Note:- Wherever the relevant data is not available the results will
shows as "NA"
b. Visualization -This folder contains the web application made using d3.js, html & css
to explore the results that are generated by the data analysis code
above
i. Data - This folder contains the output files that are generated
above along with the json file used to display the USA
choropleth map.
ii. javascript, css, lib - This folder contains the d3.js code & stylesheet
code used and lib folder contains the javascript files that are
needed.
iii. - Index.html is used to start the application.
INSTALLATION
============
1. Install Python 3.x and R & R Studio Installation & IDE
EXECUTION
=========
-------------------------------------------------------------------------------
NOTE:- IF YOU WANT TO RUN THE VISUALIZATION DIRECTLY PLEASE GO TO STEP NUMBER 5
-------------------------------------------------------------------------------
1. Download "covid dataset" by following the steps below.
a. Follow the below link and "View Dataset"
link:- https://console.cloud.google.com/marketplace/product/bigquery-public-datasets/covid19-search-trends?filter=solution-type:dataset&filter=category:covid19&id=11b13b01-661a-43ab-9a47-98cf02b165f9&pli=1
b. Input the code below and run the query.
SELECT *
FROM `bigquery-public-data.covid19_symptom_search.counties_daily_2017`
UNION ALL
SELECT *
FROM `bigquery-public-data.covid19_symptom_search.counties_daily_2018`
UNION ALL
SELECT *
FROM `bigquery-public-data.covid19_symptom_search.counties_daily_2019`
UNION ALL
SELECT *
FROM `bigquery-public-data.covid19_symptom_search.counties_daily_2020`
c.
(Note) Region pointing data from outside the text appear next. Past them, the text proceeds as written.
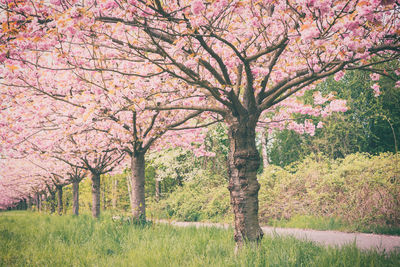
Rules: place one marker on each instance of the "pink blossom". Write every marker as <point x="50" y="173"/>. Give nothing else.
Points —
<point x="338" y="76"/>
<point x="376" y="88"/>
<point x="197" y="7"/>
<point x="309" y="127"/>
<point x="374" y="76"/>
Click "Save Results" and store the data on google drive.
d. Export the csv from google drive to your local computer.
2. Download "weather dataset" by following the steps below.
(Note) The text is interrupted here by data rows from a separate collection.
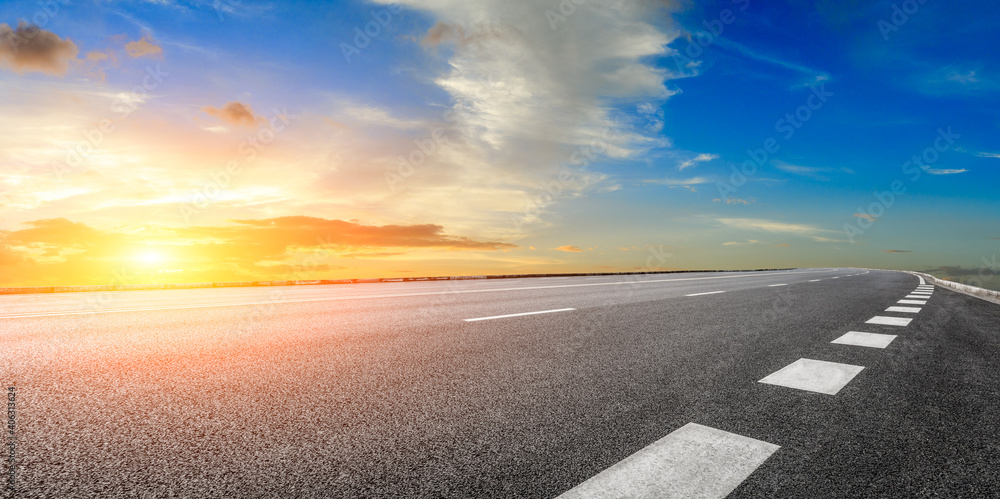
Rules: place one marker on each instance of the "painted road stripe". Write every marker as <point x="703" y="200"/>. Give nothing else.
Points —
<point x="693" y="461"/>
<point x="889" y="321"/>
<point x="860" y="339"/>
<point x="394" y="295"/>
<point x="518" y="315"/>
<point x="817" y="376"/>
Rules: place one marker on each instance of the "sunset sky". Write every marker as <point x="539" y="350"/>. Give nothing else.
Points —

a. Follow the below link and "View Dataset"
link:- https://console.cloud.google.com/marketplace/product/gcp-public-data-weather-source/weathersource-covid19?filter=solution-type:dataset&q=weather%20source&id=88b8d575-e1cd-48ec-98d0-8fdf2bbddd5f
b. Input the code below and run the query.
SELECT *
FROM `bigquery-public-data.covid19_weathersource_com.county_day_history`
c. Click "Save Results" and store the data on google drive.
d. Export the csv from google drive to your local computer.
3. Load "CODE/Data Analysis/Group126_ARIMA_Forecasting.Rmd" in R Studio IDE and execute. Please
make sure the download csv files are of same names mentioned in the code.
4. After the output files from training models are created from above steps, move the files
of "CODE/Visualization/data/" folder.
5. start the terminal (command prompt) and go to the folder "CODE/Visualization".
Start the webserver using python3 using command "python3 -m http.server 8000"
6. Open up the browser and load "localhost:8000/". This should load "index.html" and will
start our webpage to show our project's visualization.